Antibiotic resistance and the media
The Republic 19/9/2008
SCIENCE & TECHNOLOGY The alarm of scientists in The Lancet: Medicine is likely to go back
more you use drugs, the lower the effectiveness and develop resistant strains
arrives bacterium is the defeat of the invincible
antibiotics
ELENA Dusi
Antibiotics changed the world. "But now we risk returning to a world without antibiotics," warned an editorial in today's British Medical Journal. Not that drugs are disappearing from shelves, in fact. In Italy each person consumes more than two packages each year. But the speed with which bacteria can survive our medicines is much higher than the rate at which pharmaceutical companies are developing new weapons. Just goes back to 1998, the World Health Organisation's first call for the responsible use of these drugs.
Ten years later, the race between white coats and bacilli sees second gear at higher speeds. "The greatest successes of modern medicine at risk of failing. Without the effectiveness of antibiotics, surgery, organ transplants and chemotherapy against tumors would be unthinkable" says Otto Cars, professor at the University Uppsala from a life that is responsible for antibiotic resistance.
erosion is slow, and this goes unnoticed. But every time you use an antibiotic, some bacteria surviving treatment. The resistant strain multiplies and strengthens the principle of natural selection. The next time the antibiotic is used to clear an infection, will have the same effect as cold water. Before the failure of a drug, the only way is to find an alternative.
"But the use and abuse of antibiotics - explains Cars - coincides with a slowdown in developing new medicines." Between 1930 and 1969, more than a dozen new classes of antibiotics have entered into production. But since 1970 have been identified only two new classes. And if you go to count the individual labels approved by the U.S. healthcare system, from 16 in the five years 1983-87 was passed at 7 to 1998-2002.
armored Prince of bacteria to antibiotics in front, meanwhile, is reported more frequently in hospitals.
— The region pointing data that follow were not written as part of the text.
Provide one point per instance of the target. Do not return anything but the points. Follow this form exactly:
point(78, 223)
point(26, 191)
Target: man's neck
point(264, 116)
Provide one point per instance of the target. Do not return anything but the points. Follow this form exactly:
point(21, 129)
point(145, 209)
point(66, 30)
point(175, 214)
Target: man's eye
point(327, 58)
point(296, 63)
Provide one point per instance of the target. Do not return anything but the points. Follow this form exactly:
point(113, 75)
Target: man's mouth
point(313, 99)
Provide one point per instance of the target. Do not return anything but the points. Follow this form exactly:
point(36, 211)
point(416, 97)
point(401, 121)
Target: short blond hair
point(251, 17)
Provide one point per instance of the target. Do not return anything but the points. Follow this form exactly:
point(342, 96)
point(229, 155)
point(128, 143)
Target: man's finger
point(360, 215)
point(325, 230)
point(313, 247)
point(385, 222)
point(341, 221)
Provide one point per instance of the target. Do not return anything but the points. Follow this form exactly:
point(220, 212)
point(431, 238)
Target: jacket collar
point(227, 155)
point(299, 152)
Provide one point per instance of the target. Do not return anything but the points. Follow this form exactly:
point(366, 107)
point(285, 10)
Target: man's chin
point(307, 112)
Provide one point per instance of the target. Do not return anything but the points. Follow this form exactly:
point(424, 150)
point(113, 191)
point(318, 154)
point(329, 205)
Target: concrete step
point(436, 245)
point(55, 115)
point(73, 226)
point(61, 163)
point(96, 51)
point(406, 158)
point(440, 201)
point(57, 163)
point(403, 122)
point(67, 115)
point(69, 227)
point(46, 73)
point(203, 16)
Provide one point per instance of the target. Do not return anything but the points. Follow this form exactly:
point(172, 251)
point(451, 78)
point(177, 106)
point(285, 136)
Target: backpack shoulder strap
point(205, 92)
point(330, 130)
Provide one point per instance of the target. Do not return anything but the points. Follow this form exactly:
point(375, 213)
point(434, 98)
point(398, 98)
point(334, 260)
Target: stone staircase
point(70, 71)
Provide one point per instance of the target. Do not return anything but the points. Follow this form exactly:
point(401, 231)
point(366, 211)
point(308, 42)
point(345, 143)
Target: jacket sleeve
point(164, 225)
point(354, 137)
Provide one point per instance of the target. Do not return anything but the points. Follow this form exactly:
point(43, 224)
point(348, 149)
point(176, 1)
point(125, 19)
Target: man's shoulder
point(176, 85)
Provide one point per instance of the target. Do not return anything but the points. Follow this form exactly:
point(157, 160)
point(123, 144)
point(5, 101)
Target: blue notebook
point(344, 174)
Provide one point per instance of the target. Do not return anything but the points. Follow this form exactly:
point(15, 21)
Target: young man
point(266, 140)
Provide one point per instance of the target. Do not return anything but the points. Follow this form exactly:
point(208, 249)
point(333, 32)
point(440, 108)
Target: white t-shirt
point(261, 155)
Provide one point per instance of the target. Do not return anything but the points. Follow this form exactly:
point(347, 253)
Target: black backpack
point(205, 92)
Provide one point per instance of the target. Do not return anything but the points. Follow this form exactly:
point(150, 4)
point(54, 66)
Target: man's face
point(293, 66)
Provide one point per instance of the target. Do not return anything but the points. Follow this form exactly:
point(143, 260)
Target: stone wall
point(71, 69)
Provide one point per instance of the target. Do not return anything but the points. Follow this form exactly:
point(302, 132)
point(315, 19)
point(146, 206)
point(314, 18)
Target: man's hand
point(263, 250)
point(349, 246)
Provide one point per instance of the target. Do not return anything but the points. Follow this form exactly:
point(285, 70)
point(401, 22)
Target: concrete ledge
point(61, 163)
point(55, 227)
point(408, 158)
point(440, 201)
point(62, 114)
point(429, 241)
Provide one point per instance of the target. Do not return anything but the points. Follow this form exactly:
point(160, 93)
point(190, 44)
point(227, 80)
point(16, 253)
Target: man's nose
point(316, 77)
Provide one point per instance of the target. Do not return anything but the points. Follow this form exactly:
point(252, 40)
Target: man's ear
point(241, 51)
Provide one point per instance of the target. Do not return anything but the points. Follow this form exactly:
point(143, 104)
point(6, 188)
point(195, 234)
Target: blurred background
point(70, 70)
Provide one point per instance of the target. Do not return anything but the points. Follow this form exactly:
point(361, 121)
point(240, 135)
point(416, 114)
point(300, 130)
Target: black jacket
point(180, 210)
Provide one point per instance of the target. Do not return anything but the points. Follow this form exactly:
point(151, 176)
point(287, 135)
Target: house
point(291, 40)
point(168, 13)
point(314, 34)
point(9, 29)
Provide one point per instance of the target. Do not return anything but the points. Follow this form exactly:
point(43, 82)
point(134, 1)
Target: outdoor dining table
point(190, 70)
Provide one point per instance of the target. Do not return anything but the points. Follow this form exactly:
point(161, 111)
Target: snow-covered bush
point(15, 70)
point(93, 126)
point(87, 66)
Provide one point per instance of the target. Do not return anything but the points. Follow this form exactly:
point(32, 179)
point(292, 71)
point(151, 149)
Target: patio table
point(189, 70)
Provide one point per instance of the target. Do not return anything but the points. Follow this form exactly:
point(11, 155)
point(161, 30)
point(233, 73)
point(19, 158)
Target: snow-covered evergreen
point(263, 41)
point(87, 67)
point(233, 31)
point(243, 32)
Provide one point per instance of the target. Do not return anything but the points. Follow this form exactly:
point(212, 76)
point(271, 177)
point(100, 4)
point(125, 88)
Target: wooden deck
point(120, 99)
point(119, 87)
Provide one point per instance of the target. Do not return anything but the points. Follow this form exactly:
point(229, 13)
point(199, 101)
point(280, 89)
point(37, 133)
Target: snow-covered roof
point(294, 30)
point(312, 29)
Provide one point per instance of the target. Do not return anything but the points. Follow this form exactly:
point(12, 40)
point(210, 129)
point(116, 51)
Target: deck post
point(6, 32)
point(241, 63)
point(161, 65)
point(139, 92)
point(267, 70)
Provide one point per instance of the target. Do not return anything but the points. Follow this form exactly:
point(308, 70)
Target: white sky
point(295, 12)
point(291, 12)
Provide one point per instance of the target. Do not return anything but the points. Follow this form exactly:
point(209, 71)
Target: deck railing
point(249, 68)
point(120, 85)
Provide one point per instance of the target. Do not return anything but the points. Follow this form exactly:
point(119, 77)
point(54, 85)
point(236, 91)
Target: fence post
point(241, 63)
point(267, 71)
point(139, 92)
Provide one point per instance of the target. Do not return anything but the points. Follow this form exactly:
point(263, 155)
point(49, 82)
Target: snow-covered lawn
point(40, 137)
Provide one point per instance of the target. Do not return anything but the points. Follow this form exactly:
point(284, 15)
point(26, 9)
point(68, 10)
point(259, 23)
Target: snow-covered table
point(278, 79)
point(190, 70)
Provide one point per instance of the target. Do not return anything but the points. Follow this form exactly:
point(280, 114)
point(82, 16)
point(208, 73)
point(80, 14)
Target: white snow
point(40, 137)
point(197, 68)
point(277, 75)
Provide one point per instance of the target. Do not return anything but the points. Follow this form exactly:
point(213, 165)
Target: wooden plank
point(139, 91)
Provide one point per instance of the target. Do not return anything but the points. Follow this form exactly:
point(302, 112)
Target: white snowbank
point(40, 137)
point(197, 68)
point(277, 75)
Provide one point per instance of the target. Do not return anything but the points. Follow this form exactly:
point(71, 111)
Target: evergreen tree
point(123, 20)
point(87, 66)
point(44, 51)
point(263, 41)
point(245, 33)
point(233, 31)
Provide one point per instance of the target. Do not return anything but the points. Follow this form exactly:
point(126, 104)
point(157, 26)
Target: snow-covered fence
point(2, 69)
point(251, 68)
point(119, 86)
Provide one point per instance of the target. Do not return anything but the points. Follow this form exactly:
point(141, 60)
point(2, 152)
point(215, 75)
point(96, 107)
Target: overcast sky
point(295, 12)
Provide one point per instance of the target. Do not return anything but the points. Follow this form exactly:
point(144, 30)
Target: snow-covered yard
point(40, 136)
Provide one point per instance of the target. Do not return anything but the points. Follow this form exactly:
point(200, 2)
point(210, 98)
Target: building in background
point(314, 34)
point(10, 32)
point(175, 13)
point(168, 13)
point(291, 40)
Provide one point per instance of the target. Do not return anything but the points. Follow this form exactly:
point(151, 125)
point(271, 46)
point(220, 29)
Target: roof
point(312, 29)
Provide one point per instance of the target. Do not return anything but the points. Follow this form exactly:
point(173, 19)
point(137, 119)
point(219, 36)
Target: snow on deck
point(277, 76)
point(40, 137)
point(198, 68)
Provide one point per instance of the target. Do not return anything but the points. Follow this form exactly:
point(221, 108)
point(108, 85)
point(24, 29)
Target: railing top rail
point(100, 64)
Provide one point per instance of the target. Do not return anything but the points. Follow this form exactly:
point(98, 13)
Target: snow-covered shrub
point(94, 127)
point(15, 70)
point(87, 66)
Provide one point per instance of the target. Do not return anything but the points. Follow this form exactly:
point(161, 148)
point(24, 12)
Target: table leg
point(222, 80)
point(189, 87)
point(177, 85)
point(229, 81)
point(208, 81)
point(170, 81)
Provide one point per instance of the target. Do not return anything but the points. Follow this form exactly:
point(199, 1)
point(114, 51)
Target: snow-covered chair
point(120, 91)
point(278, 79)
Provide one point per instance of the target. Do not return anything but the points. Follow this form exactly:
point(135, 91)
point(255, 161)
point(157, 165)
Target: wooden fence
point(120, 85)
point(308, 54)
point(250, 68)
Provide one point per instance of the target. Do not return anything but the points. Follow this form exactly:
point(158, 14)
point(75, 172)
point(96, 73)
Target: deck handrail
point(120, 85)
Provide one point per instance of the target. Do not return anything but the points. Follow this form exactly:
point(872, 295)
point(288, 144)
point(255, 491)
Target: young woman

Methicillin-resistant Staphylococcus aureus (MRSA) causes various kinds of infections, including a severe form of pneumonia. While in 1989 strains of Staphylococcus aureus sensitive to antibiotics accounted for 99 percent of all those isolated in 2002 on two well-infection was instead caused by drug-resistant strains, and also rejected the sender's attacks vehement launched by white coats. The deaths in UK hospitals where MRSA is mentioned in the medical record increased from 50 in 1993 to an impressive 1600-2006.
The news of the pharmaceutical industry to describe ongoing experiments to derive new classes of antibiotics from the silkworm, honey, and even blood of the crocodile. But none of these roads is keeping its promises. "We take the 15 largest companies in the world" continues Cars. "Only one, 6 percent of new medicines in the developing world belongs to the category of antibiotics." With two billion passengers annually transport aircraft across the globe and the worldwide distribution of food, then, super-resistant bacteria do not know more borders. And knowing that the figure of 70 per cent of neonatal infections become insensitive to the drugs come from faraway Tanzania is not enough to reassure. When
between 1928 and 1929 Alexander Fleming discovered penicillin and gave the world the opportunity to make harmless infections that were fatal, he gave the world a true "public good". With antibiotics, the failure of an individual is paid by all. "Every time that each of us consumes a dose, inevitably exhausts a fraction of its effectiveness," notes Cars. Just a single wrong therapy to bring about a more resistant strain and we have lost in the mile race for men and bacteria.